Adjusting to her new body has taken time. Once she was exercising at the gym and wondering who that was staring at her in the mirror. Then came the realization, she was staring into her own eyes. 

Hensch said her goal wasn’t about a number on the scale, but was an effort to live a healthier lifestyle each day. She’s watched others set a goal of losing so many pounds by a specific date, perhaps Memorial Day, just to see that goal fail. Discouraged, they gave up and quit. Hensch tackled it each day even if the scale didn’t always show a weight loss.

“That’s I think what got me through it,” she said. “I chose to live it one day at a time.”

Each day was an opportunity to start again.

“The weight will come off if you keep making healthy choices,” she said.  

A Brainerd area woman, who asked not to have her name used, echoed those sentiments. She also faced serious health problems and chose gastric bypass surgery. The surgery helped, she said, but it isn’t a magic pill solution that works on its own. 

“You have to change your lifestyle,” she said. 

And by doing that, there were other changes as well. She can now run after a grandchild. But she has gained some of the weight back, although she said there is no comparison to her weight and way of life before the weight-loss surgery.

“I maybe wouldn’t have been around,” she said if she hadn’t had the surgery. “It’s basically been a lifesaver, for me. I would do it again in a heartbeat.”

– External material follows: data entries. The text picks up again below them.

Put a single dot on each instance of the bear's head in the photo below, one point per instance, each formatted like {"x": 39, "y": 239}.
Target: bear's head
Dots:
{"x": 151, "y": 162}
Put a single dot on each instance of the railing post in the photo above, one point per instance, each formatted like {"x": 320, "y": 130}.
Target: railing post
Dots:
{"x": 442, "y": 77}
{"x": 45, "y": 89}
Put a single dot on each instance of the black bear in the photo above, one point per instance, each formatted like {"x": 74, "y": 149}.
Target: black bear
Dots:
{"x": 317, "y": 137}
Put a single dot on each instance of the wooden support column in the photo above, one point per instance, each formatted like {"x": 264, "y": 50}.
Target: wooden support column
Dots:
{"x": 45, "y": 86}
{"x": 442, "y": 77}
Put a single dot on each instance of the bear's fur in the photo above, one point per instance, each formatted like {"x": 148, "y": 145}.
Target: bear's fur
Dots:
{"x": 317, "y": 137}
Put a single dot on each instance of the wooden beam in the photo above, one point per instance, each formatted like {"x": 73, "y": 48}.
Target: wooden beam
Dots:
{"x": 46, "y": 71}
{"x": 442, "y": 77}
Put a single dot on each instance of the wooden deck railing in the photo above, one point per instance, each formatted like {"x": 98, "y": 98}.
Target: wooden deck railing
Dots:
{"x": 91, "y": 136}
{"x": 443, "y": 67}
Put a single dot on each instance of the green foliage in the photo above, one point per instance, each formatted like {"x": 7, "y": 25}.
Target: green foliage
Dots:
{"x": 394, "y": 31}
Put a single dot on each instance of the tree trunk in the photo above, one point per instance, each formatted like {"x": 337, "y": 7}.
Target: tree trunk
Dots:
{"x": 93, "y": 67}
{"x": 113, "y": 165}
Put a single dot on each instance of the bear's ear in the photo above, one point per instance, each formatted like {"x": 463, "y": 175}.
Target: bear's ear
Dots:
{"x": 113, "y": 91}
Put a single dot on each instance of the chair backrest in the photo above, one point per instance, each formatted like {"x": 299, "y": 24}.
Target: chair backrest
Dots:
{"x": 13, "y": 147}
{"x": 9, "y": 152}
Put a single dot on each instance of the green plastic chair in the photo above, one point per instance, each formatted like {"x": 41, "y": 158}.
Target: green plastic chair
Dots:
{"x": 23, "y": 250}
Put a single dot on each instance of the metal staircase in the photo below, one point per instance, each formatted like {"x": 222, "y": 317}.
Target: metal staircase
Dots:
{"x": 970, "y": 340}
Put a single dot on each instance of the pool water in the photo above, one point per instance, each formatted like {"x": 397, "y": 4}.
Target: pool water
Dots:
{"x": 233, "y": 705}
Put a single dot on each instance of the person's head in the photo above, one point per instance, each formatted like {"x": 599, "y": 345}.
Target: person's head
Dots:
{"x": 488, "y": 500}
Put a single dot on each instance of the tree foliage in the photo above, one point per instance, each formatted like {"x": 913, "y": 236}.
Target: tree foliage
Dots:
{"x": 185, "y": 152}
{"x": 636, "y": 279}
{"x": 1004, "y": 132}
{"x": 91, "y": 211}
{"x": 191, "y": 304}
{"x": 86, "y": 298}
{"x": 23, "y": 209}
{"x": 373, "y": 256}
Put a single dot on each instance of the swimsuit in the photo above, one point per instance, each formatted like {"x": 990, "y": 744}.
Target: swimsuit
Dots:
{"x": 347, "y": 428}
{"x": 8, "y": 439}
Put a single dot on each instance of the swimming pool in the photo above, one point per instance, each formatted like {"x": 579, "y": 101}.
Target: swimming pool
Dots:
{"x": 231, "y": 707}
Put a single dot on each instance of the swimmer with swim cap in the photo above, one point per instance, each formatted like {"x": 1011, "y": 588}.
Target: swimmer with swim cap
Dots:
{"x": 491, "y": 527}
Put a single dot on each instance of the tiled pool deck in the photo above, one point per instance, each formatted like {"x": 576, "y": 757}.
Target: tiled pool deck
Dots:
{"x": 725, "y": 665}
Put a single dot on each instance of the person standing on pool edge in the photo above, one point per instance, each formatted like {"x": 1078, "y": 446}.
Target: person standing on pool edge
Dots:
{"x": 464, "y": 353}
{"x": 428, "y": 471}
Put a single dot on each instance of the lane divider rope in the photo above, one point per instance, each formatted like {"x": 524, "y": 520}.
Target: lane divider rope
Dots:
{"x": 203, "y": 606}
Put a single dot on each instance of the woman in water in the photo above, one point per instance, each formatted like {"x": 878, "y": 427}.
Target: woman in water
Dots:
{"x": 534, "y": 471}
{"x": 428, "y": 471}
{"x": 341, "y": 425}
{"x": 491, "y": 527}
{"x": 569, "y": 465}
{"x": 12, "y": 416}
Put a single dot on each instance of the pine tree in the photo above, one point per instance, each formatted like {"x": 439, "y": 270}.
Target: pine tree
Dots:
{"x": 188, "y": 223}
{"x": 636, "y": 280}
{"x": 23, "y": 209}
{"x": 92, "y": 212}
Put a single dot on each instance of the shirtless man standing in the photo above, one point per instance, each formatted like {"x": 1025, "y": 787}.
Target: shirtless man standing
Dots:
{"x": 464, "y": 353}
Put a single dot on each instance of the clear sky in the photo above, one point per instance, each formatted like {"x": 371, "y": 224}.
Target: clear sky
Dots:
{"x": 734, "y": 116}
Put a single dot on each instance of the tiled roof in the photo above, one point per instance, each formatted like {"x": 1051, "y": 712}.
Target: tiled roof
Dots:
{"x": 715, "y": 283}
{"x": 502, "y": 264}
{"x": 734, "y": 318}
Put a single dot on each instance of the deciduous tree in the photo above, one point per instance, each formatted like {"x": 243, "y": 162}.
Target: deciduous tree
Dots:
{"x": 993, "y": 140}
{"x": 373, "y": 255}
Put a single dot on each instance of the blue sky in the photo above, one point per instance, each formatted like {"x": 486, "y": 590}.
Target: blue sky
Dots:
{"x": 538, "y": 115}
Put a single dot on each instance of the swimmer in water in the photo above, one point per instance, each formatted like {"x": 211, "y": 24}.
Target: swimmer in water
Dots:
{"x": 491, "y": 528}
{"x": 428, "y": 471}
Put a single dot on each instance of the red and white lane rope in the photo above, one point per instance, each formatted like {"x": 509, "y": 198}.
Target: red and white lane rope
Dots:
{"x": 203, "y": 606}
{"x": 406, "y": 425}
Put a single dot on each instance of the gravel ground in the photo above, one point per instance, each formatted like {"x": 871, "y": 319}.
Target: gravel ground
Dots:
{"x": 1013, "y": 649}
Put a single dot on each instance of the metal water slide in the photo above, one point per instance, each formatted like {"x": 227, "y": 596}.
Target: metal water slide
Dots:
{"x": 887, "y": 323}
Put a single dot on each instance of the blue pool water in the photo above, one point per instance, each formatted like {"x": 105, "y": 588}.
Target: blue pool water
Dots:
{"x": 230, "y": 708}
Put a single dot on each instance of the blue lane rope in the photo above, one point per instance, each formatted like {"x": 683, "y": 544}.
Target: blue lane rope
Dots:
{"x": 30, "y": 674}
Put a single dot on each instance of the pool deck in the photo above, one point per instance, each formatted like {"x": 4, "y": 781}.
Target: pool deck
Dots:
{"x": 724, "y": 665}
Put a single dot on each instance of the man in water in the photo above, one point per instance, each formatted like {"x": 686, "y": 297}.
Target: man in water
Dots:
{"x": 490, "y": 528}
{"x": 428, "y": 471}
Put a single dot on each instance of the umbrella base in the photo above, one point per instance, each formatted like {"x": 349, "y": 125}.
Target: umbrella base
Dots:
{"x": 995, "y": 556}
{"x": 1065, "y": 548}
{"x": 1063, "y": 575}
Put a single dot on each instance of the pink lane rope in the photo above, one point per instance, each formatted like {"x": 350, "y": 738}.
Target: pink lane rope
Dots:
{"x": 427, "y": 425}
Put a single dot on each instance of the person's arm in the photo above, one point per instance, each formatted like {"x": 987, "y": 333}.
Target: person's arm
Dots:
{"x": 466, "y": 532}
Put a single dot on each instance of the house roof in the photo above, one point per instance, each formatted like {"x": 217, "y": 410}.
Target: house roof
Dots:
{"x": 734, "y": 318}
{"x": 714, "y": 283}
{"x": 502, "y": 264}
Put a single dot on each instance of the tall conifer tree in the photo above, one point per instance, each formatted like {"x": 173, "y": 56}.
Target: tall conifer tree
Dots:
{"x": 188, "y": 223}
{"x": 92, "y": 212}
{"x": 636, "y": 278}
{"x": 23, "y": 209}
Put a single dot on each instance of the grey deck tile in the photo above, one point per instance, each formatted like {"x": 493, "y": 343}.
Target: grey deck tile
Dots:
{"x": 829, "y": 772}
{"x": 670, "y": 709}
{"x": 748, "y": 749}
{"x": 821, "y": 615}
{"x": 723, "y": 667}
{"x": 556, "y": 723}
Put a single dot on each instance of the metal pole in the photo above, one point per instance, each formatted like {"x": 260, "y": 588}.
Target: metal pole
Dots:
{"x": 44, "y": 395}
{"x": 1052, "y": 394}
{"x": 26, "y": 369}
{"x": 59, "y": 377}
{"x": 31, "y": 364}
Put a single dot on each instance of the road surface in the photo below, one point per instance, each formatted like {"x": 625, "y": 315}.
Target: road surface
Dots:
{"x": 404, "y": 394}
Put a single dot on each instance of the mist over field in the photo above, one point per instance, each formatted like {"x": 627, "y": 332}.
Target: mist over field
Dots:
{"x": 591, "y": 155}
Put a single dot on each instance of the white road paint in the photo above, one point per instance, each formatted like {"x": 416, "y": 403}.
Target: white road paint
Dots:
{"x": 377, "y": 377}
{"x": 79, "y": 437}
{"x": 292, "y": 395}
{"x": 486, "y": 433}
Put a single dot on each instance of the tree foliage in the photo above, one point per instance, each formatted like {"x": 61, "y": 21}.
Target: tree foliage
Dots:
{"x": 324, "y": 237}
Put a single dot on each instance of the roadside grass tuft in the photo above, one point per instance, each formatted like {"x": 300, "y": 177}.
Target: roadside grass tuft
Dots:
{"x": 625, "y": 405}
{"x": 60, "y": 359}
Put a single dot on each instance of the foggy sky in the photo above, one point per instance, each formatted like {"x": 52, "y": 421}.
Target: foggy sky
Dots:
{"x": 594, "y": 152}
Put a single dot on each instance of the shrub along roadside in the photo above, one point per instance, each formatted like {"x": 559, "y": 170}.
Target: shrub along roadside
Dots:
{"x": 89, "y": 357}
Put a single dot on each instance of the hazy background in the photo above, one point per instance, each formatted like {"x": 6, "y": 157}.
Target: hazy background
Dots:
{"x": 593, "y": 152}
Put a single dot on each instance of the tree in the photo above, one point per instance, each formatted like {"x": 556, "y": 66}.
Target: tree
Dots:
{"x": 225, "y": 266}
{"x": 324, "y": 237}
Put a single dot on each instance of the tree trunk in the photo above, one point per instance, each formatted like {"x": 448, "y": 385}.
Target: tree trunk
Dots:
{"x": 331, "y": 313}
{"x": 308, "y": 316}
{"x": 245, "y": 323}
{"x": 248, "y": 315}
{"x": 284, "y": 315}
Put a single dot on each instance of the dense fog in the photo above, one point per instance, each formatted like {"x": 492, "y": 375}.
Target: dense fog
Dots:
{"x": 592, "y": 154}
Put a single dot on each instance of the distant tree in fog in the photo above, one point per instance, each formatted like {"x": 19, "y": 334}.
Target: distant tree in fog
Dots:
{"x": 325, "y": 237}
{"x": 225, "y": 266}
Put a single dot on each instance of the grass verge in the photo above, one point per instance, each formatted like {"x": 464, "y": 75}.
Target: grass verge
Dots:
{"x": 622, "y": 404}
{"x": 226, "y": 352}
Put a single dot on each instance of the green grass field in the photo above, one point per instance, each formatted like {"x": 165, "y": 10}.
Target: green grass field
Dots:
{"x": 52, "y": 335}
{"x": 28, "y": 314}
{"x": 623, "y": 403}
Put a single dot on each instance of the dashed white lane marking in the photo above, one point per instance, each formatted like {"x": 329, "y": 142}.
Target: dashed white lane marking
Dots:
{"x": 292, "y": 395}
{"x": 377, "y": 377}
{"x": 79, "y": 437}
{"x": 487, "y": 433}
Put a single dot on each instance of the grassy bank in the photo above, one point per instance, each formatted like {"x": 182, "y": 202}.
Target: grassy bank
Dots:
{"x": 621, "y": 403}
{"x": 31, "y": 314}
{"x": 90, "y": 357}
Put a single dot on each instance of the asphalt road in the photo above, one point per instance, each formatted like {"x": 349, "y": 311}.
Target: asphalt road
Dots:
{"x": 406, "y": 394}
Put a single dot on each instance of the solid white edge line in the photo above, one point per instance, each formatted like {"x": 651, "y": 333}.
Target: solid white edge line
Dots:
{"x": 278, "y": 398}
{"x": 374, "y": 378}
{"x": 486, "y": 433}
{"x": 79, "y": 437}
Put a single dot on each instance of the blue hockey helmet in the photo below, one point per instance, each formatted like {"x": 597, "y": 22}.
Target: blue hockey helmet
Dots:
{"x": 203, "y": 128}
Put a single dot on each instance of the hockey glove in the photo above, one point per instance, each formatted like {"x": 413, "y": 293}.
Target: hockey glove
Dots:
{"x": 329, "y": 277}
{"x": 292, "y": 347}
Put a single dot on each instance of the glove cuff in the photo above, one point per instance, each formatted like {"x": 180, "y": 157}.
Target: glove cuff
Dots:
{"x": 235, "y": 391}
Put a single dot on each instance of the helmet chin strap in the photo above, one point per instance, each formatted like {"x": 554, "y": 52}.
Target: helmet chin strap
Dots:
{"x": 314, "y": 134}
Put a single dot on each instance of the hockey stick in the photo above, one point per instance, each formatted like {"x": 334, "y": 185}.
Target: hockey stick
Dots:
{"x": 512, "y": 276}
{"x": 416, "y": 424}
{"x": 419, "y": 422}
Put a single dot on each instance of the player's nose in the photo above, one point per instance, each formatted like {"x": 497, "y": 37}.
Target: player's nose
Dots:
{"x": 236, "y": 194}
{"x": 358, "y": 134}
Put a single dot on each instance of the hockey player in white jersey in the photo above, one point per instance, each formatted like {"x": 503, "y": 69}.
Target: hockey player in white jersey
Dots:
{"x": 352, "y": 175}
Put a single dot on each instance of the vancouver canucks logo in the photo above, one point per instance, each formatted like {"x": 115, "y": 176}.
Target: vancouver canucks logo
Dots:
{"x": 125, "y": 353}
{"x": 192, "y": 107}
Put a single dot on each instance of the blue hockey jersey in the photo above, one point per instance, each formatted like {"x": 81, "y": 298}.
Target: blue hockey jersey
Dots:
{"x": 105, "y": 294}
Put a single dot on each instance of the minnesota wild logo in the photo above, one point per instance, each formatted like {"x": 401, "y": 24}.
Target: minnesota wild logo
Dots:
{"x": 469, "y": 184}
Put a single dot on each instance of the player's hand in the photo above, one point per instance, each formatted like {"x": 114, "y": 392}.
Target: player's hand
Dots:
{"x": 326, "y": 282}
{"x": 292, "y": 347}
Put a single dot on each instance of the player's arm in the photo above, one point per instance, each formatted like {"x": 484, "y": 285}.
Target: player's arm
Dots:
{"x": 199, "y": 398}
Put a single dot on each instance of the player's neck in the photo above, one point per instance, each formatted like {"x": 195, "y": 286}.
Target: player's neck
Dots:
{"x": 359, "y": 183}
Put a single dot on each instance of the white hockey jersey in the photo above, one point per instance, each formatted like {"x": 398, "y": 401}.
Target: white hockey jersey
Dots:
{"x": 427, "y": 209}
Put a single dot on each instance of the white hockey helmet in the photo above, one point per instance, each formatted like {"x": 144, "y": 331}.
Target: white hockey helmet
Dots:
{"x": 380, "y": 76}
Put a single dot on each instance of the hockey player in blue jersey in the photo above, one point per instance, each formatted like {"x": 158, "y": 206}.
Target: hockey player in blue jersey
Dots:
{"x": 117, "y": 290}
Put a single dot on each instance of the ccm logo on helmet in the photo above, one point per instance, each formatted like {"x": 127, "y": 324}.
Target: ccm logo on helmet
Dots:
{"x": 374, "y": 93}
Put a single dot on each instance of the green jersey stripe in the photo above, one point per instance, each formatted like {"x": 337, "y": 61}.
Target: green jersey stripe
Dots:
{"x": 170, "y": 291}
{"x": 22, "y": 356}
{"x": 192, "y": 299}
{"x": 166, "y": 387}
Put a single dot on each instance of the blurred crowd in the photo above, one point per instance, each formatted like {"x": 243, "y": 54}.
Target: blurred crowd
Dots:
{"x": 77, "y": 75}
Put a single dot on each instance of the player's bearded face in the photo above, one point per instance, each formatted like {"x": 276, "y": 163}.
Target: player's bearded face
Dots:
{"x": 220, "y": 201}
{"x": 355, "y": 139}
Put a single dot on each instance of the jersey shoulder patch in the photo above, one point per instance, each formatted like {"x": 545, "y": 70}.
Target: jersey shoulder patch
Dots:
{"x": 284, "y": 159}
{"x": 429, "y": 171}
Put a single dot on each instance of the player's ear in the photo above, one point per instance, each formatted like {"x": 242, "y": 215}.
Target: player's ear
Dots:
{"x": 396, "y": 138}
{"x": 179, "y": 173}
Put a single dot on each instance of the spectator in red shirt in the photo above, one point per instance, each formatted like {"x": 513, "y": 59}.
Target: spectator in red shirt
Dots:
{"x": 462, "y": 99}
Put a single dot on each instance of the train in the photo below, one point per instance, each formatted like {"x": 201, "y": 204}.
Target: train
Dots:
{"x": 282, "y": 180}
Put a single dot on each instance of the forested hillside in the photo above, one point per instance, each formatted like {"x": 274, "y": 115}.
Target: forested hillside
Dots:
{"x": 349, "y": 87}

Essential Health’s Brainerd Clinic hosts information meetings for its weight loss center available to anyone seeking more knowledge about the subject. The next session is 5-7 p.m. April 13 at the clinic. Jennifer Abfalter, nursing director, said they work with people before and after surgery to look at nutrition, portions, exercise and activity. 

Typically, a person must have a body mass index of 40 or greater to be considered for weight-loss surgery, or have a BMI of 35 or greater with two or more medical conditions — hypertension, diabetes or arthritis. Abfalter said the program made recent changes and has a partnership with St. Mary’s in Duluth, where the surgeries are now performed. 

The Minnesota Institute Minimally Invasive Surgery at the Cuyuna Regional Medical Center in Crosby also has weight loss surgery. They note it’s a life-changing event, not a quick fix. 

For Hensch, one of the changes is being able to shop for clothes anywhere and actually enjoy trying things on. It’s just one of the everyday moments of an entirely different way of living. 

“Just the thought of running a half marathon blows my mind that I’m even thinking about doing it,” Hensch said. “A year ago you never would have convinced me I could do that.”